At a free concert at USask this month, audience members will be part of a bold experiment in conveying mathematical meaning through music.
On Wednesday, Sept. 20, the Saskatoon Jazz Orchestra and guest musicians will debut new music by Canadian composer Jeff Presslaff, based on the work of USask quantum science researcher Dr. Steven Rayan (PhD).
“I think that we’re going to treat people to the true interface of art and science, and I’m just really, really excited about that,” said Rayan, a professor in the Department of Mathematics and Statistics.
“Math + Jazz: Sounds from a Quantum Future” starts at 7:30 pm in Convocation Hall. Tickets are available for free through Eventbrite.
Composers have been finding musical ideas in mathematics for centuries, but the team behind this project has higher ambitions. The new compositions are not just inspired by math, said Rayan; they are a direct translation.
“We’re really trying to tell the story of the science, to explain the results, through this medium.”
Plans for the concert started in the College of Arts and Science more than two years ago during conversations between Rayan and Dean McNeill, head of the USask Department of Music and artistic director of the Saskatoon Jazz Orchestra.
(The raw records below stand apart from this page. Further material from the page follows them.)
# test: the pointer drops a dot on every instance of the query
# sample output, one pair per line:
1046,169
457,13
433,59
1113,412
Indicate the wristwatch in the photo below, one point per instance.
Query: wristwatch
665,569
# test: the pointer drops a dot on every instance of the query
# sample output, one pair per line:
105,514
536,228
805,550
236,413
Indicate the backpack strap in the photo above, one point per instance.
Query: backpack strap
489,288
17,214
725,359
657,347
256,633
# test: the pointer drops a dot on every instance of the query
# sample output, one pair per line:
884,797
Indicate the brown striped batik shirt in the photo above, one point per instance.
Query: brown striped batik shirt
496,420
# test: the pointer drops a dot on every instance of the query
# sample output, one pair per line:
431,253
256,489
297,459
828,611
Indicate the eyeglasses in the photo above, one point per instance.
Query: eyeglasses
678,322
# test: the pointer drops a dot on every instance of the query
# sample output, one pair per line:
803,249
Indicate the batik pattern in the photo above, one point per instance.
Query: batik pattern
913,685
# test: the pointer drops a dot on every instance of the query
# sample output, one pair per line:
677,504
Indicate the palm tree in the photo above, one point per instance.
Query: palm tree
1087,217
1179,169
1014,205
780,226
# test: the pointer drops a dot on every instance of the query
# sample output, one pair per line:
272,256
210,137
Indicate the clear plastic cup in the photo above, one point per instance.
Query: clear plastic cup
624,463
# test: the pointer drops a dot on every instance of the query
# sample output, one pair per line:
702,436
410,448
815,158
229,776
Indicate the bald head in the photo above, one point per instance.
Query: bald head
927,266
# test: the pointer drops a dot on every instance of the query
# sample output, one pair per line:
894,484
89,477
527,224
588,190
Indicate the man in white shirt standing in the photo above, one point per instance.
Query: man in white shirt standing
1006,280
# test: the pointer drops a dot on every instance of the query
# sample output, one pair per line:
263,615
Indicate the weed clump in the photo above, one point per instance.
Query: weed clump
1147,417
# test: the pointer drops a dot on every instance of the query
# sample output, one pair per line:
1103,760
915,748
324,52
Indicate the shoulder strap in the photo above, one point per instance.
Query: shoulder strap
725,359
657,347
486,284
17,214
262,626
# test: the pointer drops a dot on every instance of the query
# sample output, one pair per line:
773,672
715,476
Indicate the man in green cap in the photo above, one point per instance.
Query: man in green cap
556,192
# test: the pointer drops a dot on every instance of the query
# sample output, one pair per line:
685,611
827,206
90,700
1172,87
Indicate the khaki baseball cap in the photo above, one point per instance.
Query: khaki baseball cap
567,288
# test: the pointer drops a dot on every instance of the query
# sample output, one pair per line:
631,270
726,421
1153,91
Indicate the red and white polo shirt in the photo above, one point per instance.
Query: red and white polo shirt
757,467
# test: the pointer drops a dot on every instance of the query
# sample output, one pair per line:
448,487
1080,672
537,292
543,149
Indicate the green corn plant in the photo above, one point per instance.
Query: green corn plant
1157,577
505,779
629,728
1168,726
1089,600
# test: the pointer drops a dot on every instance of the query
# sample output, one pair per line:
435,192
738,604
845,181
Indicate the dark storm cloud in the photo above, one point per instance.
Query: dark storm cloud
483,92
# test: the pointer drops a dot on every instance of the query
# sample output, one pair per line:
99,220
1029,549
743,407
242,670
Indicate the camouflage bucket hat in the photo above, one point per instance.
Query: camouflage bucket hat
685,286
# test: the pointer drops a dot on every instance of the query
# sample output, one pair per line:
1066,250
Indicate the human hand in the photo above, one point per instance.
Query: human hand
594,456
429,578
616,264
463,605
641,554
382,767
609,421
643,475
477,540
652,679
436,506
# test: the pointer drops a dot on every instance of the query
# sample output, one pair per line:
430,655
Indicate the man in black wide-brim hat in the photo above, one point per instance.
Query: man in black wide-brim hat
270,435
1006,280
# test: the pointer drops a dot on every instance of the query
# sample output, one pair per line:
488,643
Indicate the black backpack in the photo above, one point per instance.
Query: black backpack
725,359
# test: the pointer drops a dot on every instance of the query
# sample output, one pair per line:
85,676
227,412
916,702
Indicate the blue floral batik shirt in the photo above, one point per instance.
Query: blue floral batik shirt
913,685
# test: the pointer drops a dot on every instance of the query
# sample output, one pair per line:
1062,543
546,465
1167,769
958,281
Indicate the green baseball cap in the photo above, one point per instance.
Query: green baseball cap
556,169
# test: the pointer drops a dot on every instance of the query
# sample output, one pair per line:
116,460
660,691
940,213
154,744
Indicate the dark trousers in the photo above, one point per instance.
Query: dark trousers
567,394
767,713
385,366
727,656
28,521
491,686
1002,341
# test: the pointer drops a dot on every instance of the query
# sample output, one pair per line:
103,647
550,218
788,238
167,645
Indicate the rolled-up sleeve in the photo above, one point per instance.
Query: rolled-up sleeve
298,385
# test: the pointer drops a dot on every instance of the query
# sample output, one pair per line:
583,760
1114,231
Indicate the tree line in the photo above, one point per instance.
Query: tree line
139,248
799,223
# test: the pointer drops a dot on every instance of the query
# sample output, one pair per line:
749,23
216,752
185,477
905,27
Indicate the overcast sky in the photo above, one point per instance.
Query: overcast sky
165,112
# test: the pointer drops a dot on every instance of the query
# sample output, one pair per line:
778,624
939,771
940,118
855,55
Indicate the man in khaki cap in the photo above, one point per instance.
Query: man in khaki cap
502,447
“I’ve always been very impressed with Steven Rayan’s work and I have an amateur’s interest in mathematics,” said McNeill. “The more I was talking to him, the more I thought there is an opportunity here to use the Saskatoon Jazz Orchestra to help tell an interesting story in an interesting way.”
McNeill connected Rayan with Presslaff, a Montreal-based composer known for his intellectual and exploratory approach to music. Rayan and Presslaff began to collaborate on a set of five compositions that would carry listeners through the five sections of a 2021 research paper titled “Hyperbolic band theory.”
Written by Rayan and University of Alberta physicist Dr. Joseph Maciejko (PhD), the influential paper described a new theory of quantum material based on hyperbolic geometry. The research—which Rayan will speak about at the upcoming concert—could lead to the creation of new materials with warped crystal structures that would have exciting technological applications.
“The first problem was understanding what Steve is talking about!” said Presslaff. “Fortunately, he’s a great, patient teacher. We spent many Zoom hours getting into his ideas and talking about possible musical analogies.”
Presslaff was so strict in his pursuit of authenticity that he spent a year and half independently studying linear algebra, topology, and group theory to understand Rayan’s work.
“He was not willing for the work to be some loose interpretation. He didn’t want any wiggle room with the truth. The music had to be exactly representative of the science and the mathematics,” Rayan said.
Rayan believes Presslaff succeeded.
“When Jeff started sharing music with me, I … really felt like I could hear the physical structures in it. I could hear the warped crystals. I was experiencing the rules of physics that break when you go from ordinary materials to these hyperbolic materials. And this was absolutely fascinating to me. I really felt like I was hearing the paper.”
Presslaff said audiences will recognize his new compositions as jazz, but there are elements of classical music, with a tone that ranges from lively to contemplative.
The band for the concert—aptly named the Hyperbolic Band—consists of the Saskatoon Jazz Orchestra with guest musicians on string and orchestral instruments. Most of the guest artists are USask music department alumni, students, and faculty.
The true test of the project’s success will be what audiences take from the Sept. 20 performance, said Rayan. The mathematician, who has collaborated with artists in the past to create visual translations of his research, believes music could be a new frontier in communicating science.
“I want to explore alternative ways of presenting the science to the people who it will matter to in the end, which is not just the people in labs, but everyone,” he said. “If there’s one thing that I want people to take away from this, it’s that science can also be fun. Science is not dry. It has a rhythm to it, and I want people to hear that rhythm.”